Connect with us

Big Data

Here Is How To Selectively Backup Your Data




When it comes to data backup, a business can’t always back up all its information. Sure, if a company is willing to spend a lot of money on its backup solution, then theoretically, they can back up as much data as they can create. However, in a realistic world, cost-effectiveness dictates that a business should limit the amount of data it saves on backup servers. To this end, a lot of enterprises have implemented selective backup methodologies for their data.

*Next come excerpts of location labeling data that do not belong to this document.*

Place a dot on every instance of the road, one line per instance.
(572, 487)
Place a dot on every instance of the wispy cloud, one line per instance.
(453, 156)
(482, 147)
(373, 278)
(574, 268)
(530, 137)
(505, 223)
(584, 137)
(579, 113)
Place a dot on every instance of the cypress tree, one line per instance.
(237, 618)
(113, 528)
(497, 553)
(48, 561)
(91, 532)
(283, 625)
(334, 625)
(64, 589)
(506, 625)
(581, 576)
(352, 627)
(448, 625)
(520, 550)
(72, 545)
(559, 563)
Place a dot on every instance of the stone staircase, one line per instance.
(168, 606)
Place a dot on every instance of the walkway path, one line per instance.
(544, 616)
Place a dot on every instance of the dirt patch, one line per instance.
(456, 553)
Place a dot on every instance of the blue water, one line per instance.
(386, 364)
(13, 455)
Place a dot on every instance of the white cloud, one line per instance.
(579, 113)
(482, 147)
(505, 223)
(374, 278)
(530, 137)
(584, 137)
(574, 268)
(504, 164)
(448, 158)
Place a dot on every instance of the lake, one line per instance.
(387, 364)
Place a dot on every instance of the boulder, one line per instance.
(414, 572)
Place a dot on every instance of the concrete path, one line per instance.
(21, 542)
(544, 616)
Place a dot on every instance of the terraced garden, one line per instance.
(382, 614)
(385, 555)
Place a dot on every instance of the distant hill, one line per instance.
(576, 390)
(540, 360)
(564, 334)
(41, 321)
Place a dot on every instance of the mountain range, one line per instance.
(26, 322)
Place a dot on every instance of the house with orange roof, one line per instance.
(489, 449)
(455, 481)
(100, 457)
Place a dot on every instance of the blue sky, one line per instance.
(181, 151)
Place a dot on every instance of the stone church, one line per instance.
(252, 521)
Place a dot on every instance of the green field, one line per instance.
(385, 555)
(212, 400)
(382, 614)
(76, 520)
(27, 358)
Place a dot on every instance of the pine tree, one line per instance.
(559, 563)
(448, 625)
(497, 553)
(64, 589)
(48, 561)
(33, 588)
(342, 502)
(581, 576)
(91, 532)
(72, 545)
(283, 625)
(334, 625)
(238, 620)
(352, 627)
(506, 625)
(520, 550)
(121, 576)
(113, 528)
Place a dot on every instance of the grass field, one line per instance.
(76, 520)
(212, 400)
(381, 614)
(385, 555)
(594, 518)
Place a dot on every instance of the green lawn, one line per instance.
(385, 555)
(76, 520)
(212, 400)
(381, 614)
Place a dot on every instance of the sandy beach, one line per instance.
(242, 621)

The Balance SMB mentions that a business’s continuity depends on its backup integrity. Because of this, companies need to be discerning about how they select the data for backup. Since there’s limited space available, the enterprise must have some rules defined to carry out its selective backup protocols. In this article, we’ll look at some of these particular data backup protocols in detail.

Before The Backups Start

A prerequisite to enable backups on a VMware or Hyper-V server is the server configuration. Before the IT department can create any backups, they should verify server connection and ensure that all authentications are green. Additionally, any software that is being used for the backups should be installed and configured to run on the system. This step is necessary before deciding on a paradigm for your selective backup. Once a company has done that, they can proceed to the selection processes.

Selective Inclusion

Selective inclusion is the most common method for choosing which files get added to the backup queue. This backup method is the closest to how humans think when it comes to the selection of sets. It’s unlikely that a manual selection would include something that the business doesn’t need in its backup. The granularity of control that the operator has, in this case, is unmatched. Unfortunately, this method depends on the individual to execute and can be time-consuming. Each new virtual machine or physical device added to the system requires IT personnel to fill out their backup table manually. If a new file is distributed and needs to be added to the backup schedule, this can also take time.

Selective Exclusion

The best way to think of this method would be like asking the backup server to backup “everything except” what the list says. Selective exclusion systems use rules that may define paths or extensions that the business deems as extraneous to its needs. These exclusions might add any folder named “Temp” or other temporary files noticeable because of their *.tmp extensions. Selective exclusion is only useful when you already have a system that deals with backing up the entire file system, which brings us to our next methodology.

Automatic Inclusion

This methodology takes into account every file on every machine (both virtual and physical) added to the backup schedule. Automatic inclusion will be an ideal solution for a business if it has unlimited storage space and bandwidth on its backups. The methodology may even work for companies with only a little bit of data to back up. However, in most cases, automatic inclusion is simply a starting point. Using selective exclusion, as mentioned above, allows a business to select which files and extensions the backups system can safely ignore. Automatic inclusion is a broad-brush solution that’s only useful by itself in some edge-cases.

Tag-Based Inclusion

Tags are useful utilities in any software environment. The same is true of backup since tags can help the system know which files are deemed essential. The shorthand for tagging is using the hashtag (#) symbol to define those tags beforehand. So, for example, a business can tag their relevant databases as #essential, while their test databases can get the #test tag. When the backup system is selecting tags for backup, it’ll choose anything that’s tagged as #essential, ensuring that the business never wasted storage space on backing up test data.

Default Inclusion

As Black Fin Marketing notes, some clients have data that they want to ensure gets backed up, even if no other rules apply to it. Default inclusion is the solution that works best in this situation. If a file or folder isn’t already included or excluded according to the backup schedule’s rules, it’s automatically added to the files and folders to back up. While this may bring about cases where one or more extraneous folders or files end up being backed up inadvertently, it’s a calculated risk. A business can’t restore data that is doesn’t have a backup for.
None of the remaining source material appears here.